Robert Koenigsberger
Managing Partner, Chief Investment Officer
37 Years Experience
Mr. Koenigsberger is Founder, Chief Investment Officer and the Managing Partner of Gramercy. He founded Gramercy in 1998 with a vision for the firm to become a global, institutional investment management firm focused on emerging markets. Mr. Koenigsberger has 37 years of investment experience dedicated to emerging markets with a specialization in distressed opportunistic credit strategies.
Prior to founding Gramercy, Mr. Koenigsberger was a Senior Vice President at Lehman Brothers from 1995 to 1998, where he managed the bank’s sovereign debt restructuring group. Prior to that, he was a Vice President at Merrill Lynch, Pierce, Fenner & Smith, Inc. for three years, where he traded performing and distressed emerging markets debt securities in New York, London and Hong Kong. From 1987 to 1991, he held the position of Vice President at CR-P Associates, a financial advisory firm with offices in Central and South America that led sovereign debt restructurings, debt buy-backs and debt-equity swap transactions in Latin America.

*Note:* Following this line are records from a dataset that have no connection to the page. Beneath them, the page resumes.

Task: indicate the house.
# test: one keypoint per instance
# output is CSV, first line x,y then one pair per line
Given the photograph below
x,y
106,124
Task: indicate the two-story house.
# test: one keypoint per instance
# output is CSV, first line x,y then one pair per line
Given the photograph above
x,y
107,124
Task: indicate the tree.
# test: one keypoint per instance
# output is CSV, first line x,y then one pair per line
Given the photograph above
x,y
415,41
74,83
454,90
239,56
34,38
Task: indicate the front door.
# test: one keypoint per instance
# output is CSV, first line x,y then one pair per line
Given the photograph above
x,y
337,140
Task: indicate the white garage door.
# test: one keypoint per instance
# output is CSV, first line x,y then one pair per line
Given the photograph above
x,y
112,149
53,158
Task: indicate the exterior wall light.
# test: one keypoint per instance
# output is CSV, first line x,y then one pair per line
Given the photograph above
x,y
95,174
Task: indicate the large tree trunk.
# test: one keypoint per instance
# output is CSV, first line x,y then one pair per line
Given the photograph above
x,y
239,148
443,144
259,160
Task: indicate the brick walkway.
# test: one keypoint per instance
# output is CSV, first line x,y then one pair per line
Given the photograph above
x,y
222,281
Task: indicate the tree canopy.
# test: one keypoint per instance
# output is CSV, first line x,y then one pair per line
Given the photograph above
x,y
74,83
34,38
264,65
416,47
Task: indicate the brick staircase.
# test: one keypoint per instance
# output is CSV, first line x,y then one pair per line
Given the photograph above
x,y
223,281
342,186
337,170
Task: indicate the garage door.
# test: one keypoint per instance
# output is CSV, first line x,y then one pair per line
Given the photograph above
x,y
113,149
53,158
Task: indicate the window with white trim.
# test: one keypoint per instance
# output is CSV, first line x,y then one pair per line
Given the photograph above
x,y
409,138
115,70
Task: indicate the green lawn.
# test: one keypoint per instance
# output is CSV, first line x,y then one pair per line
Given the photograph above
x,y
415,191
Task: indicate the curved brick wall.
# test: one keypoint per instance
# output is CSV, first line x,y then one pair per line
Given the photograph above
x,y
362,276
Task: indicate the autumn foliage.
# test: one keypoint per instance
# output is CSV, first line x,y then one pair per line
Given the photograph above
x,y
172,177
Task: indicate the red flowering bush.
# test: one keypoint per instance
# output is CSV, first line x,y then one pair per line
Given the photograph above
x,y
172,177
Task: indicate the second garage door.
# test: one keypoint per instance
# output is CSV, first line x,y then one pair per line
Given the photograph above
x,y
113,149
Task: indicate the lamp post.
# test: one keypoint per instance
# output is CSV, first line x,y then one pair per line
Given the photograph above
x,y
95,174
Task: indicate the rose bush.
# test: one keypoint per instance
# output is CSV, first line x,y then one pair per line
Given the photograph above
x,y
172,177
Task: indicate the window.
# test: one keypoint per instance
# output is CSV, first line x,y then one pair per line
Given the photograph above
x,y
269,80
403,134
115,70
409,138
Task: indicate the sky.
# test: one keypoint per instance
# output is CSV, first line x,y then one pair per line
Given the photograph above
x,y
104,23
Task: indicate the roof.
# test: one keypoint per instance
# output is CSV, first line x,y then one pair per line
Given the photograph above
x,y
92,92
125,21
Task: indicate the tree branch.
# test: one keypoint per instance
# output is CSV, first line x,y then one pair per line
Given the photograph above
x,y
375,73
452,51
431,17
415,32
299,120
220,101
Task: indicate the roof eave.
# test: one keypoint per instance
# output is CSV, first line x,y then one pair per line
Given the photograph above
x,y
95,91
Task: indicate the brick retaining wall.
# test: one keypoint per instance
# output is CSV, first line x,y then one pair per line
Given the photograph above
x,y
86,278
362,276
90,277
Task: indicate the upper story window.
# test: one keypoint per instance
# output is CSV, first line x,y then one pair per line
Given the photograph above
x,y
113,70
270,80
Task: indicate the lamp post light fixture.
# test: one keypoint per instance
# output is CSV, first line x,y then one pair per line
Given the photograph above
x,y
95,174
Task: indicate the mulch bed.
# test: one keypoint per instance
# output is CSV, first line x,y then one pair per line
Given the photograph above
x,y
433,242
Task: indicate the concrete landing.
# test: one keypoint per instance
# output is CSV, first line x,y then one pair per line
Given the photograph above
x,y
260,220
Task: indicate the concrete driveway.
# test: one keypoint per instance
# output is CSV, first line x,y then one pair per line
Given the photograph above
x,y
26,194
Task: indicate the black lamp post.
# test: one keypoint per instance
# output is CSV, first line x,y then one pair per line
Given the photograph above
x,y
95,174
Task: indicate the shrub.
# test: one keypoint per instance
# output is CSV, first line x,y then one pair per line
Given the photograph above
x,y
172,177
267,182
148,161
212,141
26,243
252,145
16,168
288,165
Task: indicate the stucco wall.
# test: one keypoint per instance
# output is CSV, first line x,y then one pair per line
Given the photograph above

Mr. Koenigsberger is a member of the Lauder Institute’s Board of Governors at The Wharton School at the University of Pennsylvania. He is also a member of the President’s Advisory Council at Elon University and the Chancellor’s Advisory Council at Texas Christian University. Mr. Koenigsberger was until recently a member of the Board of Trustees for the Millbrook School and served as the Chair of the Investment Committee for the Millbrook School Endowment.
Mr. Koenigsberger received a MBA in Finance from Wharton, a MA in International Studies with a concentration in Latin America from the University of Pennsylvania and a BA in Latin American Political Science and History of Latin America with a minor in Economics from the University of California, San Diego where he graduated with honors. Mr. Koenigsberger completed his undergraduate and graduate theses on the Historical Origins and Implications of the Latin American Debt Crisis.